Dentre as boas notícias, Trece avalia que a maior surpresa do trimestre não foi o agro, mas a “resiliência” do setor de serviços. É dessa frente, porém, que surgem as preocupações, uma vez que o consumo tem se concentrado em bens mais baratos. “Esse bom momento do agro está escondendo um pouco de nossas fragilidades: juros elevados, famílias endividadas. São condições desafiadoras ainda”, diz.
A economista destaca que a queda no investimento em capital produtivo (que despencou mais de 3%) é um alerta para o futuro. “Se olharmos em termos de capacidade produtiva, estamos deixando a desejar”, diz.
Veja os principais trechos da entrevista.
O Monitor do PIB estava com projeção de 1,6%, uma das mais otimistas no mercado e que terminou sendo mais próxima do resultado. Por que esse crescimento foi tão acima do esperado?
Todos já sabiam que quem ditaria o ritmo seria o agro, mas a magnitude realmente surpreendeu. O que está puxando muito é a soja. Esse super resultado não deve ser observado novamente ao longo do ano, porque a maior parte da colheita já aconteceu no primeiro trimestre. Mas esse ainda é o ano do agro: milho, mandioca, fumo e outros produtos também vão colaborar. Está cedo para falar, mas é esperado crescimento no segundo trimestre novamente, e o resultado no ano como um todo deve ficar por volta de 1,5%, talvez chegar até a 2%.
Esse bom momento do agro está escondendo um pouco das nossas fragilidades: juros elevados, famílias endividadas. São condições desafiadoras ainda. O desempenho expressivo do agro é muito uma questão pontual, de safra recorde. Indústria e serviços, por sua vez, acabam tendo impacto maior dos juros elevados.

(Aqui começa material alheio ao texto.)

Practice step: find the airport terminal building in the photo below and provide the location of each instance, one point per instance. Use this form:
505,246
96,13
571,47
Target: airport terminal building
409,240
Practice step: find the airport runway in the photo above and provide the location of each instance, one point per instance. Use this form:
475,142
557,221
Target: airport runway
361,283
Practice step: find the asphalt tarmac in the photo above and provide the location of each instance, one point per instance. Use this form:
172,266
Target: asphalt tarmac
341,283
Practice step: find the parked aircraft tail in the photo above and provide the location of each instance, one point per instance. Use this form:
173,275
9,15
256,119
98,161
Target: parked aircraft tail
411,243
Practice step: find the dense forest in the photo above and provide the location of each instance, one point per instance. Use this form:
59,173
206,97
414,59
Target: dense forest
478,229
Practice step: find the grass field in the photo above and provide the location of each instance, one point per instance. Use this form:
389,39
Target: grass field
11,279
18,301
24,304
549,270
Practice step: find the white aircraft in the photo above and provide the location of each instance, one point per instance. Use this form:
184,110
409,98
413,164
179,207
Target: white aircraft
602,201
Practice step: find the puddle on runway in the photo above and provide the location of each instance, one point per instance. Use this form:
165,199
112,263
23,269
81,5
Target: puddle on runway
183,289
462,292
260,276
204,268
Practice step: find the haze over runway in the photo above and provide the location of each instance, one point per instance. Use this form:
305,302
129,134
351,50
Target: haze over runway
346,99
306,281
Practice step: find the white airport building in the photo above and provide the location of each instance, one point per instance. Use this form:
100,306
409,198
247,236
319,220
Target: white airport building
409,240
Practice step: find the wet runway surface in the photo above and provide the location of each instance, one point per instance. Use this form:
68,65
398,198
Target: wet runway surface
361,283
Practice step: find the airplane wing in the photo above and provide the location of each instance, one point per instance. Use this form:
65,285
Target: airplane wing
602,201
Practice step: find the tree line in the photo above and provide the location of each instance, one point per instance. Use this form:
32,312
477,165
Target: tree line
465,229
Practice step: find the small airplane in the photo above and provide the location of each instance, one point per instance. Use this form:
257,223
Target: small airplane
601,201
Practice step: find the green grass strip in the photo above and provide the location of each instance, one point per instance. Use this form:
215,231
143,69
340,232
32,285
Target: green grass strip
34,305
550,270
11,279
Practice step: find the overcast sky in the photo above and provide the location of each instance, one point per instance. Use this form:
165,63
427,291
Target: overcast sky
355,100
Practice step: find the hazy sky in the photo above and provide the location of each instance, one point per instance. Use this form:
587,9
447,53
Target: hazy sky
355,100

O setor de serviços vinha tendo resultados positivos em 2022 com a reabertura pós-pandemia. Esse momento acabou? Ou a alta de 0,6% no trimestre pode ser vista ainda como significativa?
Serviços ainda está resiliente. Talvez isso seja até a maior surpresa, porque o agro já se esperava. O setor de serviços cresceu mesmo tendo uma base de comparação forte.
Dito isso, é difícil pensar em um aquecimento ou aceleração dos serviços, por conta de todas essas questões. Mesmo com incentivos do governo, sabemos que o espaço está muito pequeno para a retomada. Vale notar que em serviços houve principalmente um crescimento no transporte e atividades financeiras, muito a ver também com a influência do agronegócio.
É inevitável considerar que os juros elevados têm tido seu reflexo na atividade econômica. É difícil dizer quando isso vai começar a mudar. Não está aparecendo, evidentemente, porque a agropecuária está compensando tudo isso.
Se não tivesse esse fôlego na safra, as condições seriam muito mais preocupantes. O crescimento é muito bom, mas esconde um pouco os problemas.
Nesta semana, tivemos também a divulgação de dados de desemprego, que segue abaixo de 9% mesmo com a atividade fraca em vários setores. Pelo lado da demanda, isso pode ajudar nas projeções para o resto do ano?
Esse é um ponto importante, e a situação da inflação controlada colabora, principalmente no consumo de alimentos. Ainda assim, os dados melhores são principalmente no consumo desses produtos que são essenciais e mais baratos, que não dependem da taxa de juros. Se pensarmos em consumos mais caros e que precisam de crédito, como automóveis, vemos ainda uma barreira, que acaba comprometendo vários setores.
Outra questão importante é que, apesar de um crescimento super expressivo, vemos uma redução forte em investimentos, de mais de 3%. Ou seja, se olharmos em termos de capacidade produtiva, estamos deixando a desejar.